Le Monténégro a ratifié la grande majorité des instruments juridiques internationaux pertinents pour l’ECRI, dont le Protocole n° 12 à la Convention européenne des droits de l'homme qui prévoit une interdiction générale de la discrimination. La protection générale des minorités nationales/ethniques est inscrite dans la Constitution et dans la loi sur les droits et les libertés des minorités. La loi sur l'interdiction de la discrimination fait du Défenseur des droits de l'homme et des libertés l'organe de lutte contre la discrimination.
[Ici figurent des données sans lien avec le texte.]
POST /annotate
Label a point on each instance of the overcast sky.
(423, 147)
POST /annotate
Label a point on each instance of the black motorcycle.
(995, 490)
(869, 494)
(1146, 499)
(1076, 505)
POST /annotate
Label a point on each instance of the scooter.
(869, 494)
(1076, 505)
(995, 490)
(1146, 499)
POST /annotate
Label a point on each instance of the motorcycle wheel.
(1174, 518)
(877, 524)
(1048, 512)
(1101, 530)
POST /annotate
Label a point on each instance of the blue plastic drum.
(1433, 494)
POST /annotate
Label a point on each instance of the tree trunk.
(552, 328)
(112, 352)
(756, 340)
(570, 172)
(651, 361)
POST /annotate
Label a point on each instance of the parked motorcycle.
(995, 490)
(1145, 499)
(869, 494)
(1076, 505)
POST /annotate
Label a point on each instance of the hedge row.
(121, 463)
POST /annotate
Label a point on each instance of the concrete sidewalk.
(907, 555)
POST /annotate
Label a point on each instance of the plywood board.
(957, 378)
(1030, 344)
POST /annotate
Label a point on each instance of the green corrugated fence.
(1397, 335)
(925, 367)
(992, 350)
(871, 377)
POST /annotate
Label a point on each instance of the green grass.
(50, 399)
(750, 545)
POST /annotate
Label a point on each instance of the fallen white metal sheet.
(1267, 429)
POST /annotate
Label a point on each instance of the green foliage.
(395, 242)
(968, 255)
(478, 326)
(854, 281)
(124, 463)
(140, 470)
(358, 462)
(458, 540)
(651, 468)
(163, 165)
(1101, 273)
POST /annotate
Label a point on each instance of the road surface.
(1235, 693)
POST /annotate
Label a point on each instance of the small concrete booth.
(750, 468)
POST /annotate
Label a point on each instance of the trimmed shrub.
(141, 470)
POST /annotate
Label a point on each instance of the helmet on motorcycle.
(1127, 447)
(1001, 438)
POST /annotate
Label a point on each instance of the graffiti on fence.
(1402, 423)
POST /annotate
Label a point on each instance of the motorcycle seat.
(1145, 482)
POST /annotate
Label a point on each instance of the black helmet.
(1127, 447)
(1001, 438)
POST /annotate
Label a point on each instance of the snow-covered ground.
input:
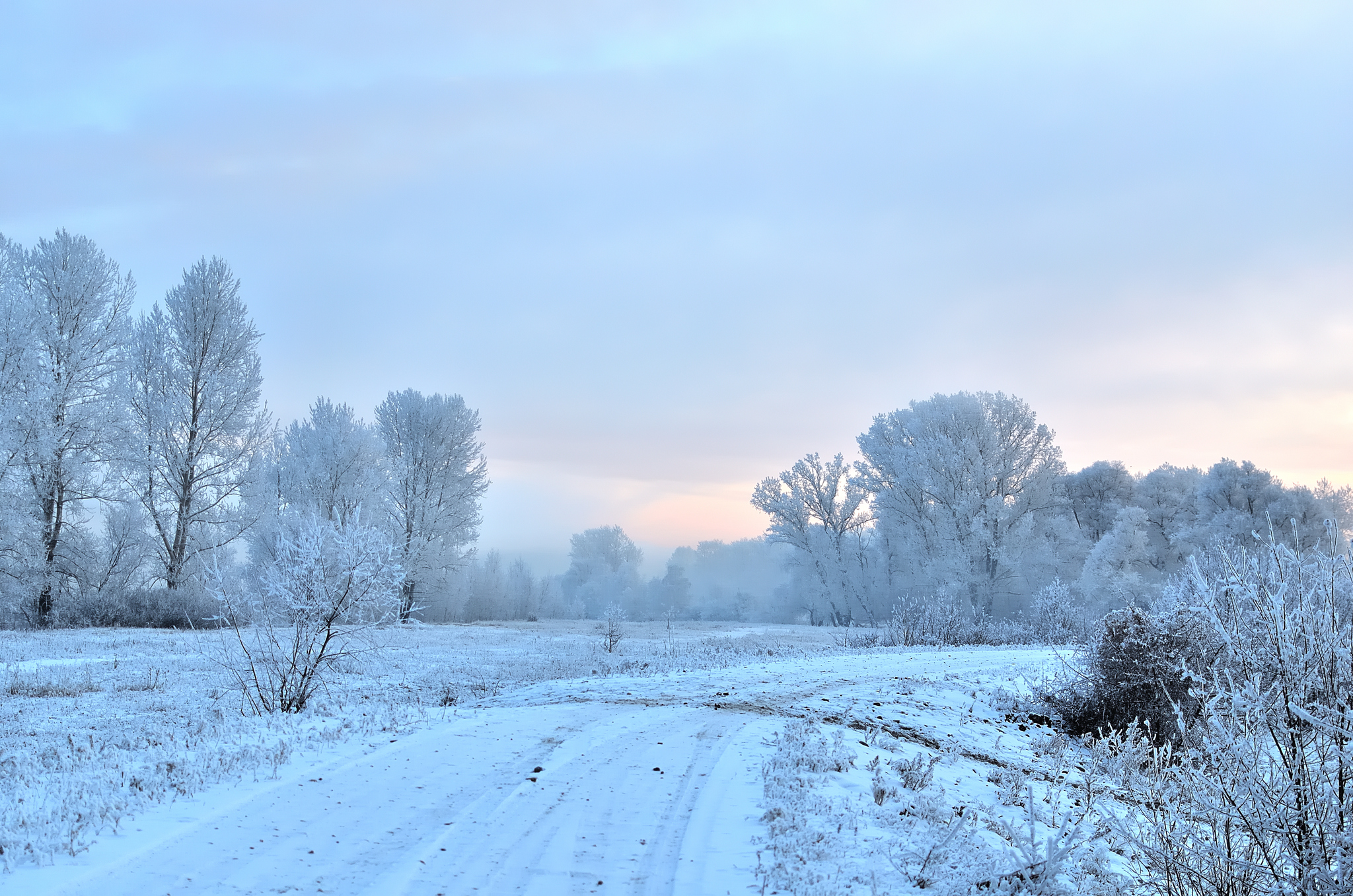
(552, 768)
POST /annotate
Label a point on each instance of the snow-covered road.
(647, 786)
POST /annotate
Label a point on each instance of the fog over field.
(930, 422)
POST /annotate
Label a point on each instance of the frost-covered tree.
(604, 569)
(1237, 500)
(329, 465)
(1119, 569)
(818, 510)
(437, 476)
(65, 329)
(1096, 495)
(333, 464)
(196, 419)
(968, 495)
(1169, 497)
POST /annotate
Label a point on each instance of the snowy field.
(524, 759)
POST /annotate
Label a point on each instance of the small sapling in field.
(613, 627)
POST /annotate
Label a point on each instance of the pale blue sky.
(667, 249)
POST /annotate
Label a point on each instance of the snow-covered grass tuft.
(98, 725)
(941, 786)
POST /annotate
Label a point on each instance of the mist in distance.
(665, 253)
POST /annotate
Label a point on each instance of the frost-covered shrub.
(1132, 673)
(322, 590)
(1260, 795)
(612, 627)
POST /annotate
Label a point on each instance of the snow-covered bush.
(325, 587)
(1130, 673)
(1259, 798)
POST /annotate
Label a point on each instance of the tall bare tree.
(437, 476)
(67, 322)
(194, 397)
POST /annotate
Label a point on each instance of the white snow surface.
(649, 784)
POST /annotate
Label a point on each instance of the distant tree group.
(967, 498)
(133, 453)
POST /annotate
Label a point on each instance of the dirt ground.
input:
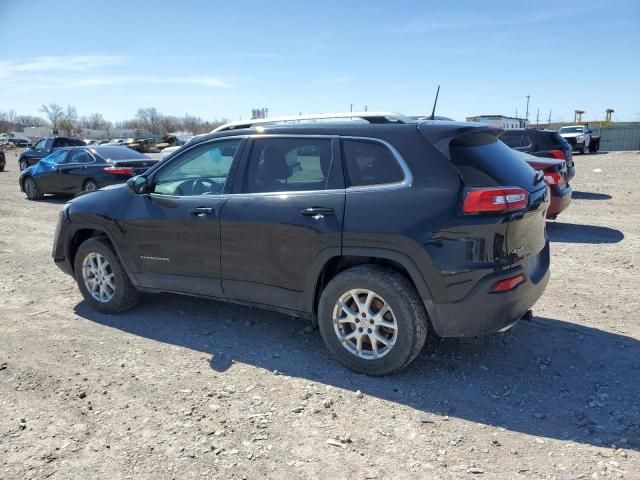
(188, 388)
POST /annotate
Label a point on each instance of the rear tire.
(89, 186)
(102, 279)
(406, 311)
(30, 187)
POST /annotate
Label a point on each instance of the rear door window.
(289, 165)
(370, 163)
(79, 156)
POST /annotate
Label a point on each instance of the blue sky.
(221, 58)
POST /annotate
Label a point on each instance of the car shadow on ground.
(545, 377)
(576, 195)
(575, 233)
(53, 199)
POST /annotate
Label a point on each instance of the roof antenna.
(435, 102)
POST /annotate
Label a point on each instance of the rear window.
(572, 130)
(119, 153)
(370, 163)
(558, 141)
(484, 161)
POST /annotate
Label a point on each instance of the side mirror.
(138, 184)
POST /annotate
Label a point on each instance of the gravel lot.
(188, 388)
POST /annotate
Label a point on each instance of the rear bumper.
(481, 312)
(560, 200)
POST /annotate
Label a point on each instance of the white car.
(578, 136)
(169, 150)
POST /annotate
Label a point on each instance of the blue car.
(82, 169)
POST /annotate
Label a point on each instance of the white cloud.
(67, 63)
(86, 71)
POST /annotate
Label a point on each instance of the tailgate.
(526, 236)
(485, 162)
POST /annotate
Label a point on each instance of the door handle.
(317, 212)
(202, 211)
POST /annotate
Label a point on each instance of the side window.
(57, 157)
(513, 140)
(79, 156)
(288, 165)
(200, 171)
(370, 163)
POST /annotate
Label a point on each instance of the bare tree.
(30, 121)
(150, 119)
(68, 122)
(94, 121)
(54, 113)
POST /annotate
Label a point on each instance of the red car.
(556, 175)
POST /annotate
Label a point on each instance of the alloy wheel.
(30, 188)
(98, 277)
(365, 324)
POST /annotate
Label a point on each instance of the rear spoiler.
(440, 133)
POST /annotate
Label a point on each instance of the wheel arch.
(82, 232)
(331, 263)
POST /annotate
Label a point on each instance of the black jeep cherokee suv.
(375, 232)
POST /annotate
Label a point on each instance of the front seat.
(273, 170)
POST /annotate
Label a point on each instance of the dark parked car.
(44, 147)
(18, 142)
(374, 232)
(557, 177)
(143, 145)
(541, 143)
(82, 169)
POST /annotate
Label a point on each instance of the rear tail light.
(494, 200)
(119, 170)
(507, 284)
(559, 154)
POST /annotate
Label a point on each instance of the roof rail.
(371, 117)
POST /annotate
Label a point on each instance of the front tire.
(101, 278)
(372, 320)
(31, 189)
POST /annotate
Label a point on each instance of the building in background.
(36, 132)
(500, 121)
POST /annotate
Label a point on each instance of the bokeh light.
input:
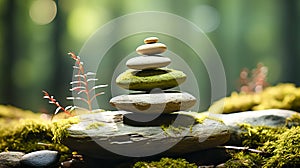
(43, 12)
(206, 17)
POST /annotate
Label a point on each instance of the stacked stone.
(149, 75)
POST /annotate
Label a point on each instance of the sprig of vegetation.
(82, 87)
(59, 108)
(254, 83)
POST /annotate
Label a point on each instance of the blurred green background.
(36, 35)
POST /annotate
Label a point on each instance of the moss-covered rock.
(26, 131)
(166, 162)
(145, 80)
(282, 96)
(280, 147)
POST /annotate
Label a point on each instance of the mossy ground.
(280, 146)
(282, 96)
(26, 131)
(166, 163)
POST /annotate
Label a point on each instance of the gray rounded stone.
(43, 158)
(150, 40)
(10, 159)
(154, 102)
(145, 80)
(148, 62)
(151, 49)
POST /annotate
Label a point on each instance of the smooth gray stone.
(42, 158)
(10, 159)
(154, 103)
(115, 140)
(271, 117)
(148, 62)
(147, 80)
(143, 120)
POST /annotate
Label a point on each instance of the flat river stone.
(150, 49)
(154, 102)
(148, 62)
(113, 140)
(146, 80)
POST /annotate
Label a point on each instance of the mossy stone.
(146, 80)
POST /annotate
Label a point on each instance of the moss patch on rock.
(25, 131)
(145, 80)
(280, 147)
(282, 96)
(166, 162)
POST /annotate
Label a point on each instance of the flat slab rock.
(112, 138)
(154, 103)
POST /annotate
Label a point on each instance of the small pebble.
(150, 40)
(10, 159)
(43, 158)
(151, 49)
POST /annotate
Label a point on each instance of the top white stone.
(151, 49)
(150, 40)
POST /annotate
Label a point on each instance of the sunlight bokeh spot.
(43, 12)
(206, 17)
(83, 21)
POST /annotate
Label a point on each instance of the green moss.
(30, 135)
(166, 162)
(163, 78)
(22, 130)
(281, 147)
(282, 96)
(94, 125)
La stratégie pour l’amélioration de la situation des Roms, des Ashkali et des Egyptiens au Monténégro a été adoptée par le gouvernement.

Cependant, le statut juridique des personnes « déplacées » et « déplacées à l’intérieur du territoire » reste problématique. La procédure mise en place pour traiter de cette question est compliquée et rares seront ceux qui réuniront les conditions requises. Certaines personnes risquent de se retrouver dans une situation d’apatridie. Les minorités ethniques/nationales ne sont pas véritablement représentées au parlement et leur représentation au sein des services publics, des organes de l'Etat et des collectivités locales n'est pas proportionnelle. De nombreux Roms, Ashkali et Egyptiens ne sont inscrits sur aucun registre et ne possèdent aucun document personnel, ce qui entrave l'exercice de leurs droits et leurs enfants sont victimes de discrimination dans l'accès à l'éducation et dans l'environnement scolaire. Le camp de Konik est l’illustration d'une ségrégation de fait, les conditions de vie y sont inhumaines et dangereuses.

Dans son rapport, l’ECRI fait un certain nombre de recommandations parmi lesquelles les deux suivantes demandent une mise en œuvre prioritaire et feront l’objet d’un réexamen dans deux ans :

  • Renforcer la formation initiale et continue dispensée aux membres de la police et au pouvoir judiciaire en ce qui concerne l’égalité de traitement et la non-discrimination, les dispositions pénales pertinentes et les moyens de reconnaître le mobile raciste d’une infraction ;
  • Fermer le camp de Konik et, après consultation des populations concernées, trouver pour ses habitants des logements aux normes dans la ville ou dans le pays.

Le rapport, y compris les observations du gouvernement, peut être consulté ici. Il a été rédigé à la suite de la visite de contact effectuée par l’ECRI au Monténégro en février 2011 [communiqué de presse - 08.03.2011] et tient compte de l’évolution de la situation jusqu’au 22 juin 2011.

L’ECRI, organe de protection des droits de l'homme du Conseil de l'Europe, composé d’experts indépendants, est chargée du suivi des problèmes de racisme, de discrimination fondée sur les origines ethniques, la nationalité, la religion et la langue, ainsi que de xénophobie, d’antisémitisme et d’intolérance, d’élaborer des rapports et d’adresser des recommandations aux Etats membres.